Yes, I'm planning to stress reclaim to see how lru_lock responds.  I've
experimented some with using dd on lots of nvme drives to keep kswapd busy, but
I'm always looking for more realistic stuff.  Suggestions welcome :)

> It also says "Some of the functions that shrink the lists perform better
> by taking out a batch of pages and working on them outside the LRU
> lock." Makes me wonder why isolate_lru_pages() also doesn't cut the list
> first instead of doing per-page list_move() (and perhaps also prefetch
> batch of struct pages outside the lock first? Could be doable with some
> care hopefully).

Seems like the batch prefetching and list cutting would go hand in hand, since
cutting requires walking the LRU to find where to cut, which could miss on all
the page list nodes along the way.

I'll experiment with this.

> > Second, lru_lock is converted from a spinlock to a rwlock.  The idea is to
> > repurpose rwlock as a two-mode lock, where callers take the lock in shared
> > (i.e. read) mode for code using the SMP list functions, and exclusive (i.e.
> > write) mode for existing code that expects exclusive access to the LRUs.
> > Multiple threads are allowed in under the read lock, of course, and they use
> > the SMP list functions to synchronize amongst themselves.
> > 
> > The rwlock is scaffolding to facilitate the transition from big-hammer lru_lock
> > as it exists today to just using the list locking primitives and getting rid of
> > lru_lock entirely.  Such an approach allows incremental conversion of lru_lock
> > writers until everything uses the SMP list functions and takes the lock in
> > shared mode, at which point lru_lock can just go away.
> 
> Yeah I guess that will need more care, e.g. I think smp_list_del() can
> break any thread doing just a read-only traversal as it can end up with
> an entry that's been deleted and its next/prev poisoned.
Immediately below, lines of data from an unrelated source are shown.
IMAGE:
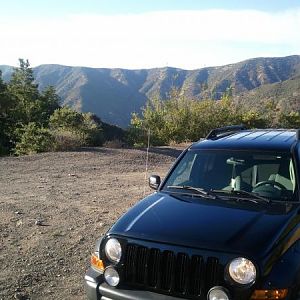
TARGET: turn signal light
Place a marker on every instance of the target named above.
(269, 294)
(97, 263)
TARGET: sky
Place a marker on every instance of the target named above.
(136, 34)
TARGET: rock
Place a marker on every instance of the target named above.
(38, 222)
(19, 223)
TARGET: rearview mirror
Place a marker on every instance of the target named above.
(154, 182)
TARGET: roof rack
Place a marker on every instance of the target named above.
(227, 130)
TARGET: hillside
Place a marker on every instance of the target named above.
(113, 94)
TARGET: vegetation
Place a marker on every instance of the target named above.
(32, 121)
(178, 119)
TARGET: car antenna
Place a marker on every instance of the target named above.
(147, 160)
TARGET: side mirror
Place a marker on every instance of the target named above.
(154, 182)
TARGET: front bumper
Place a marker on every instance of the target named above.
(97, 289)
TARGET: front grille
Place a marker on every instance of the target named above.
(174, 273)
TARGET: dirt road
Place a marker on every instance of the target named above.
(54, 206)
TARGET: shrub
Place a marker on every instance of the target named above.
(67, 140)
(33, 139)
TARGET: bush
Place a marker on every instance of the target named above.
(33, 139)
(67, 140)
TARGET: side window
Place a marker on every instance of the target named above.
(182, 173)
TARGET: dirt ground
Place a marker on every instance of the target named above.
(53, 206)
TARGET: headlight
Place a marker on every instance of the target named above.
(217, 293)
(242, 271)
(111, 276)
(113, 250)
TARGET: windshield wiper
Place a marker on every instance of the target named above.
(202, 192)
(243, 193)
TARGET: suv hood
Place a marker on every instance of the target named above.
(247, 228)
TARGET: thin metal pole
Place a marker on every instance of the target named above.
(147, 159)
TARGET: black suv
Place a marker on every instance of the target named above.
(223, 224)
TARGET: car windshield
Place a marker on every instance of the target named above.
(269, 175)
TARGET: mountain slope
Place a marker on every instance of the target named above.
(113, 94)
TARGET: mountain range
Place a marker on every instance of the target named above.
(113, 94)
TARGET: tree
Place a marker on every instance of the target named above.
(25, 94)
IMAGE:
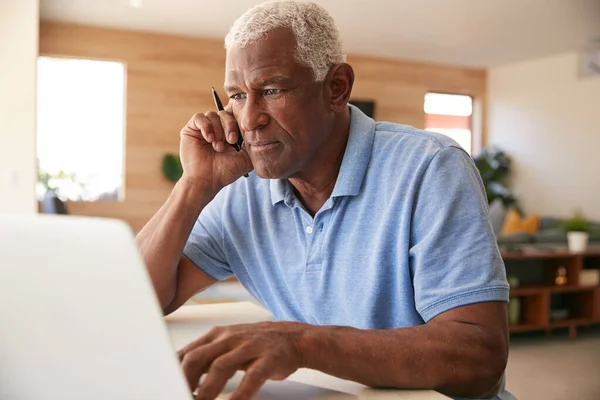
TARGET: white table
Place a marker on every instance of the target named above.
(190, 322)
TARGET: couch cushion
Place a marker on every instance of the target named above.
(515, 224)
(555, 235)
(515, 238)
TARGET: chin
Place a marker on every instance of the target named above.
(270, 171)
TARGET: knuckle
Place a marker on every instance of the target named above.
(220, 365)
(215, 331)
(257, 373)
(211, 114)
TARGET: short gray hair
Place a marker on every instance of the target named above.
(318, 44)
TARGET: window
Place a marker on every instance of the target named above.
(80, 128)
(450, 114)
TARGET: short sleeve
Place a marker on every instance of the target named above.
(204, 247)
(454, 256)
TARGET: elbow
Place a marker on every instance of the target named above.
(482, 378)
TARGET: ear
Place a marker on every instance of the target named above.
(339, 81)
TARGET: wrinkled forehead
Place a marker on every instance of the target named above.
(273, 54)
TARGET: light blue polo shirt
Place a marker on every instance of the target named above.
(404, 236)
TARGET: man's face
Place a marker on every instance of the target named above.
(281, 111)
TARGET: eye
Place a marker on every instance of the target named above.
(238, 96)
(272, 92)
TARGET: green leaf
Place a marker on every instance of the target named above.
(171, 167)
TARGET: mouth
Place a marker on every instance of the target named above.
(263, 146)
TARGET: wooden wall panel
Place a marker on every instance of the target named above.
(169, 79)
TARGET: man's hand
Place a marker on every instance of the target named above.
(267, 350)
(206, 153)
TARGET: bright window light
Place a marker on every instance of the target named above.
(80, 128)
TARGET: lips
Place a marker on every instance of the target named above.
(263, 146)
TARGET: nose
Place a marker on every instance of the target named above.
(253, 115)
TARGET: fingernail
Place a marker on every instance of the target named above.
(232, 137)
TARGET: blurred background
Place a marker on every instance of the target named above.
(94, 93)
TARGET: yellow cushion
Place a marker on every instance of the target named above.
(515, 224)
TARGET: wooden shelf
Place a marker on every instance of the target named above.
(533, 290)
(535, 302)
(565, 323)
(518, 328)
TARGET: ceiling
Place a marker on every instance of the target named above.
(478, 33)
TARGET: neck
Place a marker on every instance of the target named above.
(315, 185)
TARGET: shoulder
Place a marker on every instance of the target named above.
(400, 146)
(241, 198)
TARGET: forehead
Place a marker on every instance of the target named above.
(271, 55)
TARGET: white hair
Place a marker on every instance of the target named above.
(318, 44)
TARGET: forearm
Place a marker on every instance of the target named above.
(454, 358)
(163, 238)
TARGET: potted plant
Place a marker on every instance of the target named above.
(578, 231)
(494, 166)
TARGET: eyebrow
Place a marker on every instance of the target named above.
(279, 79)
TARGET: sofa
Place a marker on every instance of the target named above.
(549, 233)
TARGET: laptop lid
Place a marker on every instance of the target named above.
(78, 315)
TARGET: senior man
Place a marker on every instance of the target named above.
(370, 242)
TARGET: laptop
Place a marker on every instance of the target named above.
(79, 318)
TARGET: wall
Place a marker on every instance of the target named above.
(169, 78)
(548, 120)
(19, 48)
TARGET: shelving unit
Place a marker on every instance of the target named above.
(581, 303)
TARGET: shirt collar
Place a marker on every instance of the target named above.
(354, 165)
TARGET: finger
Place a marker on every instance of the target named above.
(256, 376)
(208, 337)
(199, 122)
(215, 121)
(221, 370)
(230, 126)
(197, 362)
As far as I can see from checking everywhere the kernel takes lru_lock, nothing
currently walks the LRUs.  LRU-using code just deletes a page from anywhere, or
adds one page at a time from the head or tail, so it seems safe to use
smp_list_* for all LRU paths.

This RFC doesn't handle adding and removing from list tails yet, but that seems
doable.

> It's a bit
> counterintuitive that "read lock" is now enough for selected modify
> operations, while read-only traversal would need a write lock.

Yes, I considered introducing wrappers to clarify this, e.g. an inline function
exclusive_lock_irqsave that just calls write_lock_irqsave, to let people know
the locks are being used specially.  Would be happy to add these in.

Thanks for taking a look, Vlastimil, and for your comments!